How can you have a non-regular Hausdorff space? Both definitions seem to be identical, 2 points with disjoint neighborhoods.
Pls don't point out that this is not a formal definition. It is a simple (but incomplete) description that makes assumptions.
Note that the other time this was asked, the replies immediately decayed into an argument about terminology.
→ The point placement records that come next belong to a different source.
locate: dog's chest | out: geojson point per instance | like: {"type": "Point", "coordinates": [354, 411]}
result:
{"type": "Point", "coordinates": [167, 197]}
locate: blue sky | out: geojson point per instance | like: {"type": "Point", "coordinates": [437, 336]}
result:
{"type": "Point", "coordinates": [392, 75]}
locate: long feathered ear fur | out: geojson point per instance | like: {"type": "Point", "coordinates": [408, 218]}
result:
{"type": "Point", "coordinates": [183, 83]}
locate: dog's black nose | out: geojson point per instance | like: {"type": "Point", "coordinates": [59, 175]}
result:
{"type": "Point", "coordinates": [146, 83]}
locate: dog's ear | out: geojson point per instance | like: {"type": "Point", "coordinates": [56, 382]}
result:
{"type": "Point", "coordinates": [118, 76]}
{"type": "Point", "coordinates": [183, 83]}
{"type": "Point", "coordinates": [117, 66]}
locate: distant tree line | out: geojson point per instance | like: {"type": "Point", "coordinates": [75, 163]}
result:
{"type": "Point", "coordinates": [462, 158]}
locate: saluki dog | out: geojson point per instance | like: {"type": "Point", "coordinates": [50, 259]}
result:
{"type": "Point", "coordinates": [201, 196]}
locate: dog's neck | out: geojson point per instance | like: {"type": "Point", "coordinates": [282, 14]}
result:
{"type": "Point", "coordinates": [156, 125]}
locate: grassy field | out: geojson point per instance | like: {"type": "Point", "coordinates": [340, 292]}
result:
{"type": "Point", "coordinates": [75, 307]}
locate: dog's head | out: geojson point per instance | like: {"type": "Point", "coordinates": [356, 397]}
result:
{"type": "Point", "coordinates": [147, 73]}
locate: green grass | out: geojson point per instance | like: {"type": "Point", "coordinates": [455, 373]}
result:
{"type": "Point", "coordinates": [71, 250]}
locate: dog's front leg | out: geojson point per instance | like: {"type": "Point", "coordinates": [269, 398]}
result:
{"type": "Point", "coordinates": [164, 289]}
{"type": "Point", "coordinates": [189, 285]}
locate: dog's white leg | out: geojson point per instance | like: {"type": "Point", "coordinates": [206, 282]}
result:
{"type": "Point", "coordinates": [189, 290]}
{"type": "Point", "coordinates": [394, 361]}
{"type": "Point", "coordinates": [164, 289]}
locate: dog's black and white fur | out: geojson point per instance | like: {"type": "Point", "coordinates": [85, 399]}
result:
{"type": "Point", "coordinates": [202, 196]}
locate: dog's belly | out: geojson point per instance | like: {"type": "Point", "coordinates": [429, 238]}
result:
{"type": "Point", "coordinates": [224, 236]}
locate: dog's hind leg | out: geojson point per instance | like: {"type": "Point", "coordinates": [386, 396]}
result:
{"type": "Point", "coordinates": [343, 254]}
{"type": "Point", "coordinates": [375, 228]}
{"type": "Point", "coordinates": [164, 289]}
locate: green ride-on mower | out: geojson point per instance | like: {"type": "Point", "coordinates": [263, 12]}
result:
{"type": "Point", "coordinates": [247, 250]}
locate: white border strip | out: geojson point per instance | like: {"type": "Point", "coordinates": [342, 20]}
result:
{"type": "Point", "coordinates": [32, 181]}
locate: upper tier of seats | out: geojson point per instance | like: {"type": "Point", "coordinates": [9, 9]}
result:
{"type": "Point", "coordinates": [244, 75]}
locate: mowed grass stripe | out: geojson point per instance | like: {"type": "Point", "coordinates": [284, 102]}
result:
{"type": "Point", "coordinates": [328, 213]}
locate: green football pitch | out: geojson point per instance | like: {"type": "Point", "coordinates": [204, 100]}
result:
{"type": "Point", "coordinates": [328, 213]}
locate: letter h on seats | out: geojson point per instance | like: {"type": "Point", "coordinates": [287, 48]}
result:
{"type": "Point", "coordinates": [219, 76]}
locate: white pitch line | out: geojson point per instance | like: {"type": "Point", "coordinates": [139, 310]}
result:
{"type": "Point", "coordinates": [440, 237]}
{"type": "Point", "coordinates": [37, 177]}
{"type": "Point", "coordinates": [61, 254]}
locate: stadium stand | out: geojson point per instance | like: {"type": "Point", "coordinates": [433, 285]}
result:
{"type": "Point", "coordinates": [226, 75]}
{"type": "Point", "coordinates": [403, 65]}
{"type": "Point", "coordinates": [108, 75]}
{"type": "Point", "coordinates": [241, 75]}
Another answer failed to distinguish regular space from completely regular.
Finally, I'm sorry for all the disclaimers, but I'm getting mod warnings and question deletions, and I'm not sure how to comply.
In Hausdorff spaces $X$ we have disjoint neighbourhoods for two points $x \neq y$ in $X$ and in regular spaces we have disjoint neighbourhoods for any pair $x,C$ where $x \notin C$ and $C$ is closed.
So it's much harder to satisfy regularity because we need open neighbourhoods for all closed sets and points not in the closed set, and there will in general (certainly for $T_1$ spaces, where sets like $\{y\}$ are closed too, so there regularity implies Hausdorffness) by more of such point-closed set pairs than distinct point pairs.
So more conditions to fulfil, so we expect non-regular Hausdorff spaces to exist a priori, and they do. Not many you'll meet in practice, as there most spaces are even completely regular even (in analysis) or even metric or ordered (which satisfy even better conditions, like normality).